I has set up a special needs trust, where, once I am gone, funds can be available while still protecting his financial benefits. A trustee has been identified. I am his guardian, and another guardian has been identified. (This will be re-evaluated as necessary.)
@Vallpen, this is one of my biggest fears. That he will be evicted because of his strange, odd, destructive behaviors. And his neighbors already know there is something not right with him. So far, he has been good, no destructive behaviors, he just keeps to himself. But should he go into another bad episode, I don’t know what will happen. I don’t have rental property, and he can’t move in with me, and I can’t let him be homeless. I just pray he stays stabilized as best that he can.
I also want to look into the special needs trust. I’m far from rich, but it’s not small change either. And he has proven he absolutely cannot manage his finances, so yes I will need someone to manage it for him. I just hope that the amount of the special needs trust fund does not negate his SSI benefits.
You went thru hell and back, this is a life destroying disease. All lives.
@mbheart, regarding what @Vallpen was saying… that’s the whole purpose of the Special Needs Trust. It protects your son’s SSI, Medicaid, and any other benefits he is eligible for (ex. Food stamps, lower cost housing) from being removed due to him having too much money. All of the money your son inherits from you will go into the Trust, and someone will manage the Trust money to add to the quality of your son’s life, above and beyond what he’s already getting through the government.

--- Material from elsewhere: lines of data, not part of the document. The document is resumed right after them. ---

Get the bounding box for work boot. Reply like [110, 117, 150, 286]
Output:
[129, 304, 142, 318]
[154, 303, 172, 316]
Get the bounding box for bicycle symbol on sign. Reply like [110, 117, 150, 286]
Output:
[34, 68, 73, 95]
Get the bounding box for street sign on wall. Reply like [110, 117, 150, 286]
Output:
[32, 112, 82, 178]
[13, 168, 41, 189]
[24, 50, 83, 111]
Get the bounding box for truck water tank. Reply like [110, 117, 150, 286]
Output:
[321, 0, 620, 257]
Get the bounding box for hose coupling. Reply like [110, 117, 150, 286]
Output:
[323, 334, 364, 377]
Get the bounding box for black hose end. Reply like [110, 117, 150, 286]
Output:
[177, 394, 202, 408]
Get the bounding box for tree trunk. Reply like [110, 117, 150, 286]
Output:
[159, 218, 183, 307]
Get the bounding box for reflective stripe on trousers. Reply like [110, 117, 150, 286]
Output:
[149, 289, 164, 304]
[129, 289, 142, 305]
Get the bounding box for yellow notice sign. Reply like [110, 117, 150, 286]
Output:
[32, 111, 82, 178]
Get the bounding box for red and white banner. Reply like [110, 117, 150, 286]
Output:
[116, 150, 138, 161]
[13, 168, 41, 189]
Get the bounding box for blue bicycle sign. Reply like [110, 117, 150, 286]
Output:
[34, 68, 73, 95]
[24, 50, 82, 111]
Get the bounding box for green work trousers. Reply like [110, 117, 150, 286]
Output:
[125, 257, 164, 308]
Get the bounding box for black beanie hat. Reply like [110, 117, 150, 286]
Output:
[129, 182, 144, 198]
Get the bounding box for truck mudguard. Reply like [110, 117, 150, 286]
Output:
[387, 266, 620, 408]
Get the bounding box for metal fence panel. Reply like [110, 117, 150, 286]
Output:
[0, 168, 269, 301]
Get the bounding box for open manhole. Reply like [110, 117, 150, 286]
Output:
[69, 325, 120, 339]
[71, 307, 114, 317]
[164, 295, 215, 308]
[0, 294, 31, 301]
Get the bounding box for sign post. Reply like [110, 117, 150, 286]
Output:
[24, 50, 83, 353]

I didn’t have a rental property either, until I decided this was the only option that could possibly work for my son. But I understand this is also not an option possible for everyone.
A special needs trust is probably your best option. It takes a lawyer and some fees to set up, but then any money you leave for your son is managed by the trustee you select. It can be an individual or there are companies that provide trust management services.

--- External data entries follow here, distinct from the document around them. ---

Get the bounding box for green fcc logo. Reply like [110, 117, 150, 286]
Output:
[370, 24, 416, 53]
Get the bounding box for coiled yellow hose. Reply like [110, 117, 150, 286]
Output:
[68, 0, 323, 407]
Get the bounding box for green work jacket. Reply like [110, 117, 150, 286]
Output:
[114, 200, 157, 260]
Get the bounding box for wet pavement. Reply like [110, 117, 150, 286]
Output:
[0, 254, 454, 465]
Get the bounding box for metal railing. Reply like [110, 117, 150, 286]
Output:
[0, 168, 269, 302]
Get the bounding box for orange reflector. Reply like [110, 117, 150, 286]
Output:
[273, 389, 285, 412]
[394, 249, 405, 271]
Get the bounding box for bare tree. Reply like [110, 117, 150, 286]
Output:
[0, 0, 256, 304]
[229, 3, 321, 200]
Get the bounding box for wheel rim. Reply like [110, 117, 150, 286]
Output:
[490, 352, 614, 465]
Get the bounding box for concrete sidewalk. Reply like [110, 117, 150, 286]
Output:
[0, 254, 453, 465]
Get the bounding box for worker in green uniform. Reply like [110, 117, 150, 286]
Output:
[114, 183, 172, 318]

Thank you for the info. This eases my mind a little.
@Day-by-Day how does one open such an account? I’m assuming I’d have to hire a SSI attorney?
@Vallpen, I’ve actually considered buying a small inexpensive home, just in case he is evicted. I can’t see him homeless nor can I envision him in one of those group homes. I do have the financial means to do this, but wanted to try him renting as an option first. If all else fails, I most likely will purchase another home for him.
But I know long term care facilities are hard to come by and I know in my heart that if he were to be placed in one of these places, he would just run away, and most likely be homeless.
Thank you @Day-by-Day and @Vallpen for the special needs trust fund info. I didn’t know such a thing existed.
Hi
A Special Needs Trust is not an account. It’s a formal legal document, just as a Will is, but it costs more. You need an estate plan lawyer, not an SSI lawyer.
Our son’s Trust actually cost $1750, which I know sounds awful, but once it’s done, it’s done.
My costs were about the same.
My 23 yo son is on my private insurance but also has medical assistance as long as he makes less than 16000/year. It’s not Medicaid though just welfare. His dr takes both . He would have to be declared disabled to get ssi or Medicaid and we had no luck going that route bc he can work
Oh, I will have to look into the special needs trust. I thought it would cost much more than $1750 so I didn’t even look at the possibility.
@Day-by-Day Happy cake day!! ;)
Thanks, Hope. As a cake-lover, I certainly did enjoy seeing that little picture. I think I’ll get myself a real one today.